Une mémoire vive à partager« Ça donne plus de signification à ce qu’on chante de voir ça. Si on ne sait pas pourquoi on chante, c’est moins bien », reconnaissent d’une même voix Maiana, Mélia, Mélissa et Salma, en 3e1 à Clemenceau. « C’est une des dernières années où les gens qui l’ont vécu pourront raconter, apprécient-elles. Leurs souvenirs ne sont pas faussés par le passage de mémoire en mémoire et on a leurs ressentis. »Point de départ de la marche du 9 juin, la stèle Louisa-Paulin, en plein coeur du Quartier des Martyrs. Dans la famille de Charles Godillon, le 9 juin était tabou, mais les marches, il les a toutes faites.

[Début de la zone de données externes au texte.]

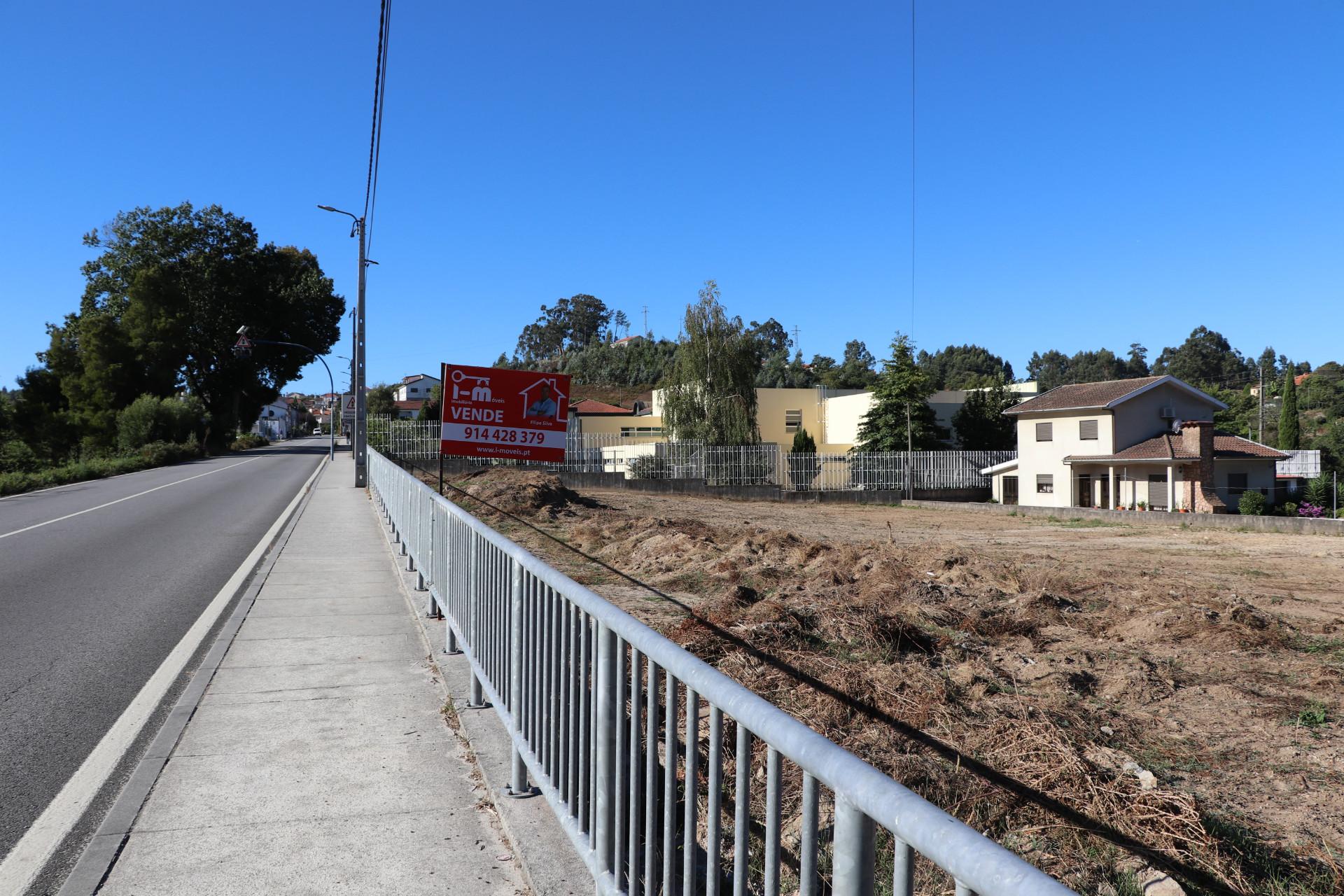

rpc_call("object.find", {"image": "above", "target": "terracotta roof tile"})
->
[1214,431,1287,461]
[1065,431,1287,462]
[570,398,634,414]
[1004,376,1166,414]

Place Albert-Faucher, Charles Godillon commence son récit, la tension qui monte le 6 juin, l’incendie de l’École normale le 7 juin, les Allemands qui remontent de Brive le 8 et « investissent cette place, parce qu’ils avaient des militaires à la Manu. C’étaient des renforts accueillis avec des hourras. » De l’autre côté de la place, il désigne une ancienne épicerie. « Les Allemands y ont pris toutes les bouteilles, ils se sont soûlés. »
Lui naîtra 3 mois plus tard, mais du 9 juin, il porte la mémoire vive. « Ils sont arrivés vers 5-6 heures, c’est allé vite. Ils se sont retrouvés 5 000 à 6 000 sur cette place et tout autour, les gens venaient voir ce que devenaient les leurs. »

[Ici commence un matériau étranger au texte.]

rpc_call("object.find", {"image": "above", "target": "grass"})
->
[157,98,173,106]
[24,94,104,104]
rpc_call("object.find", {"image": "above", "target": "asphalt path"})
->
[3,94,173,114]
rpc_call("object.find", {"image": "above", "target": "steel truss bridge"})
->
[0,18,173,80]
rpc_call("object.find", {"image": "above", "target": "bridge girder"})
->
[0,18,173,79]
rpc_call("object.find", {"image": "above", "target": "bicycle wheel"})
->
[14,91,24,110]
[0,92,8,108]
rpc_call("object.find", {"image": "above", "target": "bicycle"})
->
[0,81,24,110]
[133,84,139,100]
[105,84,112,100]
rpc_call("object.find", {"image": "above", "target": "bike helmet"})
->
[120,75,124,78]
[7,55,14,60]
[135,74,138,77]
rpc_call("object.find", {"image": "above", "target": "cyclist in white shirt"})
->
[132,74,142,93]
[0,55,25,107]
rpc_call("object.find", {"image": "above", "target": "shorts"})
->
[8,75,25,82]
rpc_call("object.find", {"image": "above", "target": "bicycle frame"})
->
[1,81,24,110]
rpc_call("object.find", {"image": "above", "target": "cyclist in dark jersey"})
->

À quelques pas, la rue du 9-Juin-1944, où les hommes ont passé le portail de la Manu pour être triés en trois colonnes ; « c’est la dernière fois que les femmes ont vu leur mari », témoigne Charles Godillon. « Il y avait un Allemand petit bossu avec une queue-de-cheval qui triait selon son envie. »
"Ils avaient le temps de voir la mort"Sur le pont des Martyrs, les collégiens font bloc autour de leur guide. « Aux candélabres et à tous les balcons, il y avait des pendus. Mon père à celui-là, pointe-t-il avec émotion. Les Allemands chantaient, les hommes défilaient, bien encadrés, et ils allaient se faire pendre. Ils avaient le temps de voir la mort. »Sur le pont des Martyrs, témoignage saisissant : "il y avait des pendus partout", raconte Charles Godillon.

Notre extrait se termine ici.